In this step I started to follow the tutorial, How To Set Up Multiple WordPress Sites on a Single Ubuntu VPS. In my case I was going to use a wordpress folder under the default directory for the main blog and a second folder under www for the second blog. I created two virtual host files, yourdomain.com.conf and yourdomain1.com.conf, for my two blogs. The original tutorial omitted the conf extension.

Step 5. Restore Database and Files

This is when I learned the most important lesson. My first Mysql backups were incomplete or bad when I tried to load them. I had poor results trying to load compressed files. So I made it simpler.

  1. I saved the Mysql backups to a temporary folder
  2. I compressed them.
  3. I transferred them to the new server.
  4. I uncompressed them.
  5. I created the database and user.
  6. I loaded the uncompressed file.

To restore the WordPress files :

  1. I transferred the compressed file to the server.
  2. I uncompressed the file in the home directory.
  3. I copied the files to the web server using:
    sudo rsync -avP wordpress/ /var/www/html/wordpress/ 
    sudo rsync -avP firstsite/ /var/www/firstsite/
  4. Give ownership of the directories to the Apache web user and then add your linux username to the web group:
    sudo chown www-data:www-data * -R
    sudo usermod -a -G www-data linux_user_name
  5. Configure each wp-config.php with the new Mysql usernames and passwords for the databases you just loaded.
  6. This is a good time to make sure that the WordPress permissions are set correctly.
    sudo find . -type f -exec chmod 644 {} +
    sudo find . -type d -exec chmod 755 {} +
    sudo chmod 600 wp-config.php
Step 6. Test your Blog

For me everything worked except for mail and some hard coded links in the widgets. To solve the mail problem I installed the wordpress plugin, WP-Mail-SMTP, and sSMTP for a simple and lightweight MTA for the system messages. All of my messages are sent through Gmail.

Step 7. Update Your DNS Settings

If you are using a CDN like Cloudflare that is linked to your Bluehost account, this would be good time to deactivate it. I did not and the response time was all over the map for a day.

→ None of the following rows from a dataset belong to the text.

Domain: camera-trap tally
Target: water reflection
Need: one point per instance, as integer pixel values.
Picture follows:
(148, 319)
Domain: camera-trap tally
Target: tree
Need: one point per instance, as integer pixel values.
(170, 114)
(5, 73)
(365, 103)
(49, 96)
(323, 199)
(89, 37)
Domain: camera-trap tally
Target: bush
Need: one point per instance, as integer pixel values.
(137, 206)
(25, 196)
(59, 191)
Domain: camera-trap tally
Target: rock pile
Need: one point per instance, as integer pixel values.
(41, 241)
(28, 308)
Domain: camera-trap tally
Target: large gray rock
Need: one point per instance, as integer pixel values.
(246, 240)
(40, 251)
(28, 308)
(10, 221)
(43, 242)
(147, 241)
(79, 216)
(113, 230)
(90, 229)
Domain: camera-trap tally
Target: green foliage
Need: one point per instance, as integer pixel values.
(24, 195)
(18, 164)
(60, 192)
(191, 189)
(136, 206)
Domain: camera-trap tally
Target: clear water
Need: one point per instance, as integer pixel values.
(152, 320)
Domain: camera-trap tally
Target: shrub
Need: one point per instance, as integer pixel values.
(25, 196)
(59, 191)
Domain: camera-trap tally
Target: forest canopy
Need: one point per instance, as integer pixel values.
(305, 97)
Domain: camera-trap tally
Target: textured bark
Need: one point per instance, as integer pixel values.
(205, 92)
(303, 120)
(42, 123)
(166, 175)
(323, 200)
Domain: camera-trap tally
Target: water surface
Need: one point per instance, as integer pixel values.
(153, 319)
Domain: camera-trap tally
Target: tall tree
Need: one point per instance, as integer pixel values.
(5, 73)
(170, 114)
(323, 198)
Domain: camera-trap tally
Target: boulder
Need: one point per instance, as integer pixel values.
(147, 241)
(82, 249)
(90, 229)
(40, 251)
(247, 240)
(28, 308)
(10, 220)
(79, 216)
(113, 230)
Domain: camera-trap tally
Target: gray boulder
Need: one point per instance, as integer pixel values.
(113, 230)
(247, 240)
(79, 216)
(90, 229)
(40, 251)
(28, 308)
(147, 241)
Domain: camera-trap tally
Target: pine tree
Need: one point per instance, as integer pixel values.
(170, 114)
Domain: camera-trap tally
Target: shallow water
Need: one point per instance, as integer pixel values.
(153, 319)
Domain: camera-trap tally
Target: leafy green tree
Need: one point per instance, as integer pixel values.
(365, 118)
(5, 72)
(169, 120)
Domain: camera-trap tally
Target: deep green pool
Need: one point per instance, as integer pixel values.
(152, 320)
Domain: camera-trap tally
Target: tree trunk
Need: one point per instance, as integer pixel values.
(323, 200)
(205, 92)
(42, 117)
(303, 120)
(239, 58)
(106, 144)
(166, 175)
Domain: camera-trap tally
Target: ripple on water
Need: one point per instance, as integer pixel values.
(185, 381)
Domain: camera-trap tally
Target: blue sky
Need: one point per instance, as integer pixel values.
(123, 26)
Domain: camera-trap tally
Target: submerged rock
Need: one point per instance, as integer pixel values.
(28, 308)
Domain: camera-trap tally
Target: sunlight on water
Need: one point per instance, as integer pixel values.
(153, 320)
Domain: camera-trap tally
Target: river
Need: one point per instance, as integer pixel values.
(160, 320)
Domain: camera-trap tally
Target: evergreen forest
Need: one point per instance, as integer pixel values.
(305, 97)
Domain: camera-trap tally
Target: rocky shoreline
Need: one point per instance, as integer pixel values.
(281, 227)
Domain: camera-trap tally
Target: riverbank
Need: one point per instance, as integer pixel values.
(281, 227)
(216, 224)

Step 8. Install phpMyAdmin, Piwik, Fail2Ban, and Logwatch
  1. I did not need to install phpMyAdmin but DigitalOcean does have a pretty simple tutorial showing how to install it.
  2. I was originally planning to install Awstats but Piwik looked like a better choice. The 5-minute Piwik Installation was easy.
  3. After a little browsing of the auth.log it was easy to see that there was too much SSH traffic that was not originating from me so the solution was to follow this tutorial, How To Install and Use Fail2ban on Ubuntu 14.04. After running Fail2Ban for a couple days it became apparent that I needed to permanently ban some folks. I followed the tutorial, Permanently Ban Repeat Offenders With FAIL2BAN.
  4. Obviously I needed to look at the log files on a daily basis until I get this SSH hacking under control. The solution in this case was this tutorial, How To Install and Use Logwatch Log Analyzer and Reporter on a VPS.
  5. The first thing I noticed from looking at the authentication failures in the pam_unix section was that some of the folks were spacing out their probes to get around the default settings for Fail2Ban. So I expanded the findtime and bantime and maxretry. This caught some more hackers but it still was missing some others.  So I brushed up on my grep, awk, and bash coding to find the worst of the bunch and ban them. Sorry China! There is something odd about restarting Faile2Ban.  It looked it was working but it was not banning IPs I thought it should. Sure enough when I rebooted the server it would read the log file and immediately ban the IP.
Step 9. Take a Snapshot and Project Wrap-up

At this point I can say that the migration is complete. The sites are working and I fixed all of the configuration issues that showed up in the log files.  The response time for the sites is much faster than on the shared host even though I added another application, Piwik. It looks like I can easily support another blog. I have another blog with a renewal date a couple of months from now.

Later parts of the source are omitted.